The order in which you press the switch does not affect the final state.

Example:

Input : [0 1 0 1]Case 1:
	Press switch 0 : [1 0 1 0]
	Press switch 1 : [1 1 0 1]
	
Case 2:
	Press switch 1 : [0 0 1 0]
	Press switch 0 : [1 1 0 1]

Therefore we can choose a particular order. To make things easier lets go from left to right. At the current position if the bulb is on we move to the right, else we switch it on. This works because changing any switch to the right of it will not affect it anymore.

int bulbs(vector<int> &A) {
		    int state= 0, ans = 0;
		    for (int i = 0;i < A.size();i++) {
			    if (A[i] == state) {
				    ans++;
				    state = 1 - state;
			    }
		    }
		    return ans;
	    }

Question 2: Majority Element

Given an array of size n, find the majority element. The majority element is the element that appears more than floor(n/2) times.

You may assume that the array is non-empty and the majority element always exist in the array.

Example :

Input : [2, 1, 2]
Return  : 2 which occurs 2 times which is greater than 3/2.

Solution:

Lets say you find 2 elements x and y which are different in the array. If you removed those 2 elements, would the majority element change ?

If we cancel out each occurrence of an element e with all the other elements that are different from e then e will exist till end if it is a majority element. Loop through each element and maintains a count of the element that has the potential of being the majority element. If next element is same then increments the count, otherwise decrements the count. If the count reaches 0 then update the potential index to the current element and reset count to 1.

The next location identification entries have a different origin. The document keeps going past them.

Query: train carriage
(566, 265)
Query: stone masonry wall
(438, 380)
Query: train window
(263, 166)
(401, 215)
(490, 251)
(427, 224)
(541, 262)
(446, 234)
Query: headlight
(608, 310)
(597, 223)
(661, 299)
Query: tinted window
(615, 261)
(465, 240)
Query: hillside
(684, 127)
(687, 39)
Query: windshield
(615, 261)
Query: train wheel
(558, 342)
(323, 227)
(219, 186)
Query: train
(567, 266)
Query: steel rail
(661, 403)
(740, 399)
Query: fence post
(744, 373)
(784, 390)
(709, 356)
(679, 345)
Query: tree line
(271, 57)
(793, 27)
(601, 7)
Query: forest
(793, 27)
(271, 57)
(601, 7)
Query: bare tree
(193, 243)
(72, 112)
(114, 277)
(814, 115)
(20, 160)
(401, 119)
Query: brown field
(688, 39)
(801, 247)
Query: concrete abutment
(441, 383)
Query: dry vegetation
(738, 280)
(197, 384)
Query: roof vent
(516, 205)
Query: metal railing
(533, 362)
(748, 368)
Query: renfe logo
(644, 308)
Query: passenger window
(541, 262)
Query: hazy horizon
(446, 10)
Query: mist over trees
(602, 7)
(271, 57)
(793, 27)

int majorityElement(vector<int> &num) {
            int majorityIndex = 0;
            for (int count = 1, i = 1; i < num.size(); i++) {
                num[majorityIndex] == num[i] ? count++ : count--;
                if (count == 0) {
                    majorityIndex = i;
                    count = 1;
                }
            }

            return num[majorityIndex];
        }

Question 3: Meeting rooms

Given an 2D integer array A of size N x 2 denoting time intervals of different meetings.

Where:

A[i][0] = start time of the ith meeting.
A[i][1] = end time of the ith meeting.

Find the minimum number of conference rooms required so that all meetings can be done.

Example Input

Input 1:

A = [      [0, 30]
            [5, 10]
            [15, 20]
     ]

Input 2:

A =  [     [1, 18]
            [18, 23]
            [15, 29]
            [4, 15]
            [2, 11]
            [5, 13]
      ]

Example Output

Output 1:

Output 2:

Example Explanation

Explanation 1:

Meeting one can be done in conference room 1 form 0 - 30.
Meeting two can be done in conference room 2 form 5 - 10.
Meeting one can be done in conference room 2 form 15 - 20 as it is free in this interval.

Explanation 2:

Meeting one can be done in conference room 1 from 1 - 18.
Meeting five can be done in conference room 2 from 2 - 11.
Meeting four can be done in conference room 3 from 4 - 15.
Meeting six can be done in conference room 4 from 5 - 13.
Meeting three can be done in conference room 2 from 15 - 29 as it is free in this interval.
Meeting two can be done in conference room 4 from 18 - 23 as it is free in this interval.

Solution:

The idea is to consider all events in sorted order.
Once the events are in sorted order, trace the number of meetings at any time keeping track of meetings that have started, but not ended.

Solution 1: Use min heap to store the meeting rooms end time. If new meeting start time is greater or equal than least element, update it.
If not, open a new meeting room. Report the min heap size at the end.
Time Complexity : O(NlogN).

Solution 2: Two sorted array of start time and end time. Two pointers to iterator start array and end array. Iterate the time line, the current time active meeting is num of start minus num of end.
Since need sort, still O(nlogn) solution, but fast than solution 1.